Schools in Phuentsholing will go for “the blended learning”— a mix of online and contact teaching. This means the learning environment will fully depend on the Covid-19 situation, according to officials.

There are six schools including two private schools in Phuentsholing with around 4,300 students.

If there is a lockdown, Class 12 students will continue classes in containment mode, while the rest will learn online. After the lockdown is lifted and everything returns to normal, contact teaching will resume.

Phuentsholing Thrompon Uttar Kumar Rai said it was the right decision to take. 

“Thromde and school management will keep everything ready and students, teachers and parents should be ready,” he said, adding that studies shouldn’t be hampered.

The thrompon said the good thing this time was that the teachers are experienced in conducting online classes.

Although containment mode teaching would be first applied for Class XII, it could eventually be extended to Class X students. However, the school infrastructure and designs are not favourable for self-containment mode, the thrompon said.

All schools have been conducting online classes after Phuentsholing thromde was placed under third lockdown on April 16.

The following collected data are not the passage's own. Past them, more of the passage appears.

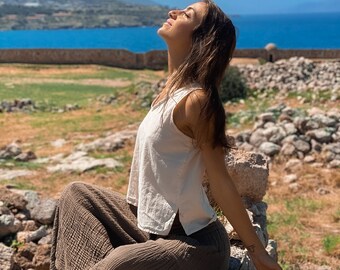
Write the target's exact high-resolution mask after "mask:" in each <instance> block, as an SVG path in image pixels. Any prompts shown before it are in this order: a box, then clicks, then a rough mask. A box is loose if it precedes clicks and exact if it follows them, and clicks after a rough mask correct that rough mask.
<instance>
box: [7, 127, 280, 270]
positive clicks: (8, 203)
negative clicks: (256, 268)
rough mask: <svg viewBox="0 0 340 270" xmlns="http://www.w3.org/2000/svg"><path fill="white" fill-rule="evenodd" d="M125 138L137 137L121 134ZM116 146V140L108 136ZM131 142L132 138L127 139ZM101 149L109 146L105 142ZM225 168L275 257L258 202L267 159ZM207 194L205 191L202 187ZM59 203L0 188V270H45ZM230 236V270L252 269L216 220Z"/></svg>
mask: <svg viewBox="0 0 340 270" xmlns="http://www.w3.org/2000/svg"><path fill="white" fill-rule="evenodd" d="M123 134H124V136H133V134H135V133H131V132H125V133H123ZM109 137H110V138H111V139H112V138H113V141H115V142H116V143H117V136H116V137H115V136H113V135H111V136H109ZM130 139H131V138H130ZM103 142H105V143H104V145H106V146H107V147H108V145H109V144H110V143H109V141H108V139H106V140H104V141H103ZM102 146H103V145H102V144H100V143H99V141H98V140H97V141H95V142H93V143H89V144H86V145H80V146H78V148H79V149H82V150H85V149H93V147H95V148H96V147H102ZM226 165H227V167H228V168H229V172H230V174H231V176H232V178H233V179H234V181H235V184H236V187H237V189H238V191H239V192H240V194H241V195H242V196H243V200H244V203H245V206H246V207H247V211H248V214H249V217H250V219H251V221H252V223H253V226H254V228H255V230H256V233H257V234H258V236H259V238H260V239H261V242H262V243H263V245H264V246H266V247H267V251H268V252H269V254H271V255H272V256H273V257H274V258H277V253H276V243H275V241H273V240H270V239H269V238H268V234H267V230H266V209H267V205H266V204H265V203H264V202H262V198H263V196H264V195H265V193H266V188H267V181H268V164H267V159H266V158H265V157H264V156H262V155H260V154H255V153H245V152H243V151H236V152H235V151H234V152H230V153H229V154H228V155H227V156H226ZM206 188H207V193H208V194H209V187H208V186H207V185H206ZM56 204H57V200H55V199H41V198H40V196H39V194H38V193H37V192H35V191H29V190H28V191H20V190H15V189H6V188H2V189H0V241H1V243H0V263H1V265H2V267H3V268H1V269H3V270H15V269H26V270H28V269H39V270H45V269H46V270H47V269H49V254H50V248H51V227H52V224H53V218H54V214H55V207H56ZM220 219H221V221H222V222H223V224H224V225H225V228H226V230H227V232H228V234H229V236H230V239H231V243H232V249H231V255H232V257H231V260H230V267H229V269H254V267H253V265H252V263H251V261H250V258H249V256H248V255H247V251H246V250H245V249H244V247H242V243H241V241H240V240H239V238H238V236H237V234H236V233H235V231H234V229H233V228H232V226H231V225H230V224H229V223H228V222H227V220H226V219H225V218H224V217H223V216H220Z"/></svg>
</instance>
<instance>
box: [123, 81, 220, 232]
mask: <svg viewBox="0 0 340 270" xmlns="http://www.w3.org/2000/svg"><path fill="white" fill-rule="evenodd" d="M198 88H199V86H198V85H190V86H188V87H183V88H180V89H178V90H176V91H175V92H174V94H173V95H172V96H171V97H170V98H169V99H168V100H167V101H164V100H162V101H160V102H158V104H156V105H155V106H153V107H151V109H150V111H149V112H148V114H147V115H146V117H145V118H144V120H143V122H142V123H141V124H140V126H139V129H138V133H137V138H136V144H135V150H134V155H133V160H132V166H131V173H130V181H129V186H128V192H127V202H128V203H130V204H133V205H135V206H138V212H137V220H138V227H139V228H140V229H141V230H143V231H146V232H149V233H154V234H158V235H168V233H169V231H170V229H171V226H172V224H173V221H174V219H175V216H176V213H177V212H179V220H180V222H181V224H182V226H183V228H184V230H185V232H186V234H187V235H190V234H192V233H194V232H196V231H199V230H200V229H202V228H204V227H205V226H207V225H208V224H210V223H211V222H213V221H215V220H216V213H215V211H214V209H213V208H212V207H211V205H210V203H209V200H208V198H207V196H206V194H205V191H204V189H203V187H202V181H203V174H204V171H205V167H204V164H203V160H202V156H201V152H200V150H199V149H197V148H195V147H194V146H193V141H192V139H191V138H190V137H188V136H187V135H185V134H184V133H182V132H181V131H180V130H179V129H178V128H177V126H176V125H175V123H174V120H173V111H174V108H175V106H176V105H177V104H178V103H179V102H180V101H181V100H182V99H183V98H184V97H185V96H187V95H188V94H189V93H190V92H192V91H194V90H197V89H198Z"/></svg>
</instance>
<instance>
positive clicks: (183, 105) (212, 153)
mask: <svg viewBox="0 0 340 270" xmlns="http://www.w3.org/2000/svg"><path fill="white" fill-rule="evenodd" d="M204 101H205V94H204V91H195V92H193V93H191V94H190V95H189V97H188V98H186V99H185V100H184V101H183V102H180V103H179V104H178V105H177V107H176V110H175V112H174V121H175V123H176V125H177V127H178V128H179V129H180V130H182V131H183V132H184V133H186V134H187V135H189V136H191V137H192V138H194V139H195V138H200V142H201V144H200V148H201V151H202V156H203V161H204V164H205V166H206V169H207V174H208V178H209V184H210V189H211V192H212V195H213V197H214V200H215V201H216V203H217V204H218V205H219V207H220V208H221V209H222V211H223V213H224V215H225V216H226V217H227V219H228V220H229V222H230V223H231V224H232V226H233V227H234V229H235V230H236V232H237V233H238V235H239V236H240V238H241V240H242V242H243V243H244V245H245V246H246V247H247V249H248V251H249V254H250V256H251V258H252V260H253V262H254V264H255V266H256V268H257V269H259V270H262V269H263V270H266V269H273V270H274V269H275V270H276V269H281V268H280V266H279V265H278V264H277V263H276V262H275V261H274V259H272V258H271V257H270V256H269V255H268V253H267V252H266V250H265V248H264V247H263V245H262V243H261V242H260V240H259V238H258V237H257V235H256V233H255V230H254V228H253V226H252V224H251V222H250V220H249V217H248V214H247V212H246V210H245V207H244V205H243V203H242V200H241V198H240V195H239V193H238V191H237V189H236V187H235V185H234V183H233V181H232V179H231V178H230V175H229V174H228V172H227V169H226V166H225V161H224V157H225V153H224V151H223V148H222V147H216V148H213V147H212V144H211V143H210V142H211V141H212V132H210V131H211V130H212V124H211V123H204V119H202V117H201V115H200V111H201V104H203V103H204ZM207 130H208V132H206V131H207ZM202 134H203V137H202Z"/></svg>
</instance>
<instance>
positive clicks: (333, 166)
mask: <svg viewBox="0 0 340 270" xmlns="http://www.w3.org/2000/svg"><path fill="white" fill-rule="evenodd" d="M328 167H329V168H331V169H335V168H340V160H338V159H334V160H332V161H331V162H330V163H329V164H328Z"/></svg>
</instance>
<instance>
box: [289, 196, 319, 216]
mask: <svg viewBox="0 0 340 270" xmlns="http://www.w3.org/2000/svg"><path fill="white" fill-rule="evenodd" d="M285 206H286V208H287V210H288V211H290V212H300V211H301V212H306V211H308V212H311V213H315V212H316V211H318V210H320V209H322V208H323V204H322V203H321V202H320V201H315V200H311V199H304V198H293V199H292V200H288V201H286V202H285Z"/></svg>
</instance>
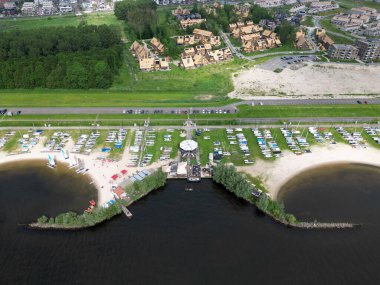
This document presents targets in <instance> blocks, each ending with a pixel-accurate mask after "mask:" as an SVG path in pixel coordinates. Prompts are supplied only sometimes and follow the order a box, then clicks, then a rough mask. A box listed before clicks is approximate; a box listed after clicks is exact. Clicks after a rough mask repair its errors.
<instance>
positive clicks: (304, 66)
mask: <svg viewBox="0 0 380 285" xmlns="http://www.w3.org/2000/svg"><path fill="white" fill-rule="evenodd" d="M233 83H234V86H235V90H234V91H233V92H231V93H230V94H229V97H230V98H239V99H243V100H251V99H264V98H267V99H269V98H271V97H273V98H276V99H280V98H283V99H285V98H287V99H289V98H305V99H307V98H329V97H334V98H345V97H348V98H349V97H351V96H352V95H363V96H367V97H368V95H380V65H371V66H365V65H356V64H337V63H308V64H305V66H303V67H301V68H299V69H297V70H292V69H290V68H286V69H284V70H283V71H282V72H280V73H276V72H273V71H270V70H265V69H262V68H260V66H256V67H254V68H253V69H250V70H247V71H243V72H242V73H240V74H238V75H235V76H234V77H233ZM356 97H360V96H356Z"/></svg>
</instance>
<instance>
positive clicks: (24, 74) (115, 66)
mask: <svg viewBox="0 0 380 285" xmlns="http://www.w3.org/2000/svg"><path fill="white" fill-rule="evenodd" d="M121 64H122V46H121V41H120V34H119V31H118V30H117V28H115V27H111V26H106V25H101V26H87V25H81V26H79V27H64V28H41V29H36V30H32V31H17V32H3V33H0V88H4V89H10V88H36V87H42V88H67V89H87V88H108V87H110V86H111V84H112V81H113V77H114V76H115V75H116V74H117V73H118V71H119V68H120V66H121Z"/></svg>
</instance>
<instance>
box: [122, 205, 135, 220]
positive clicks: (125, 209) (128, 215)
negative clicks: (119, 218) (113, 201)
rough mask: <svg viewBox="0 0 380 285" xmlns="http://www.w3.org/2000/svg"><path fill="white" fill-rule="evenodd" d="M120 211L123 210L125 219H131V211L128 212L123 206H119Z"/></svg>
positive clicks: (126, 208) (128, 210)
mask: <svg viewBox="0 0 380 285" xmlns="http://www.w3.org/2000/svg"><path fill="white" fill-rule="evenodd" d="M121 209H122V210H123V213H124V214H125V215H126V216H127V218H129V219H130V218H132V217H133V215H132V213H131V211H129V210H128V209H127V207H125V206H124V205H121Z"/></svg>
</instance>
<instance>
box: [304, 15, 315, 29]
mask: <svg viewBox="0 0 380 285" xmlns="http://www.w3.org/2000/svg"><path fill="white" fill-rule="evenodd" d="M301 25H303V26H306V27H314V22H313V18H312V17H311V16H306V18H305V20H303V21H302V22H301Z"/></svg>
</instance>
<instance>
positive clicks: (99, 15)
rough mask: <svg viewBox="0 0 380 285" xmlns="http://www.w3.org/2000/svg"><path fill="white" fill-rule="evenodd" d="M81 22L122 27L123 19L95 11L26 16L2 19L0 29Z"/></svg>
mask: <svg viewBox="0 0 380 285" xmlns="http://www.w3.org/2000/svg"><path fill="white" fill-rule="evenodd" d="M80 23H86V24H88V25H103V24H105V25H116V26H120V27H122V26H123V25H124V24H123V22H122V21H119V20H117V19H116V17H115V15H114V14H113V13H93V14H86V15H83V16H78V17H77V16H74V15H65V16H50V17H26V18H12V19H0V31H12V30H29V29H38V28H42V27H45V28H46V27H67V26H78V25H79V24H80Z"/></svg>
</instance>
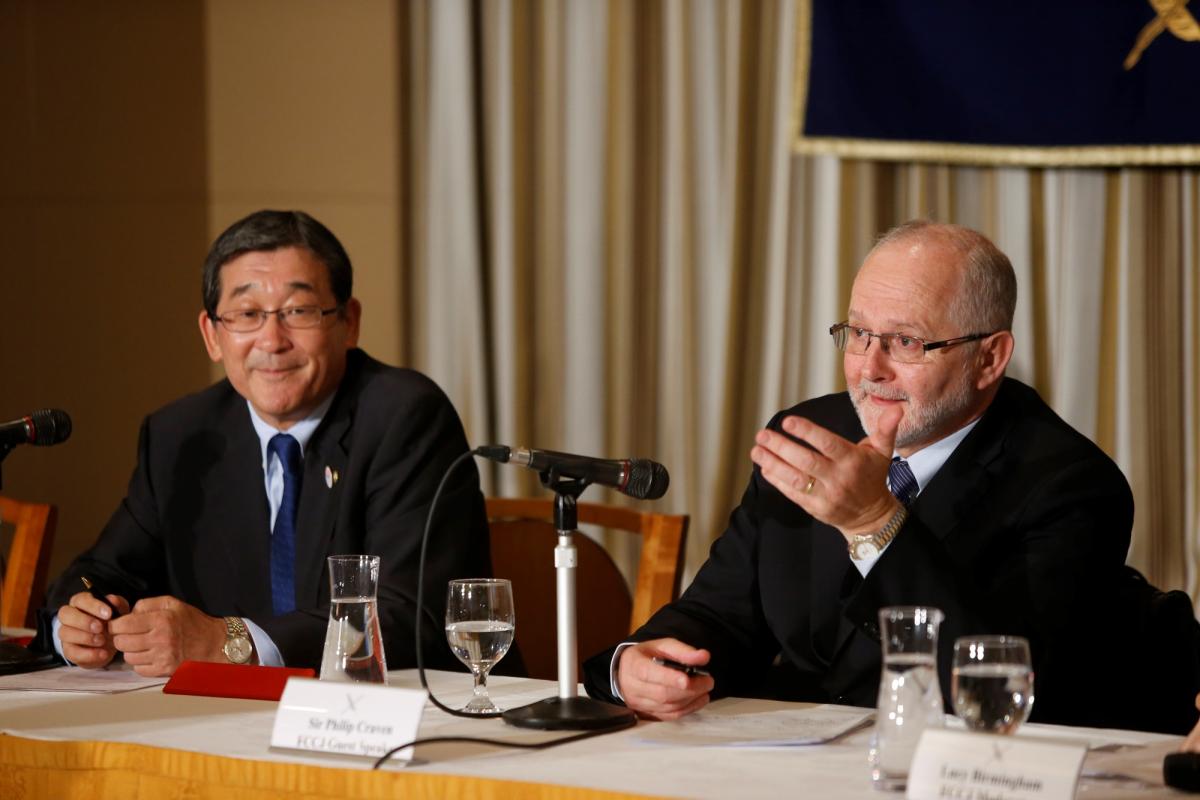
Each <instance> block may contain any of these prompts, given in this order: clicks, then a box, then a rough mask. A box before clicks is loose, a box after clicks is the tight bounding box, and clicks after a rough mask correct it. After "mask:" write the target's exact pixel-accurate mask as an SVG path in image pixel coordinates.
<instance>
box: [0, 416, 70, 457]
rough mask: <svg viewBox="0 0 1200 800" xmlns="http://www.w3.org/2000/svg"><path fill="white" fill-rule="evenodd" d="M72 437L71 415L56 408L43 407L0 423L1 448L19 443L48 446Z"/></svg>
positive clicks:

Despite the huge risks of transmission, prior to the lockdown, schools in Phuentsholing were open with Covid-19 protocols. Although the first case that led to the lockdown was a 10-year-old boy student, the outbreak was quickly controlled without further transmissions to other students.

Thrompon Uttar Kumar Rai said anything can happen in Phuentsholing given the fact the town is the essential supply centre for all dzongkhags. 

“Therefore, Phuentsholing needs to be prioritised,” he said, adding that students from low-income families required support.

“We’ll have to work closely with the concerned agencies,” he said.

Thromde education officer Norbu Gyeltshen said blended teaching is one of the components of New Normal Curriculum.

A parent, Phub Tshering said schools should open only after the mid-term break. 

“And if the ministry has decided to open up, my suggestion would be to open in shifts,” he said. “We cannot lose another year without learning.”

In case of online learning, he said currently there were children who haven’t submitted a single assignment. He said a proper survey is needed to see how many students are equipped for online classes. 

“Will the parents be able to afford internet connectivity?”

Prior to this year’s academic session, the education ministry had planned to shift students from Classes VII to XII (including teachers) out of Phuentsholing. However, most parents and teachers expressed concerns and the decision was revoked.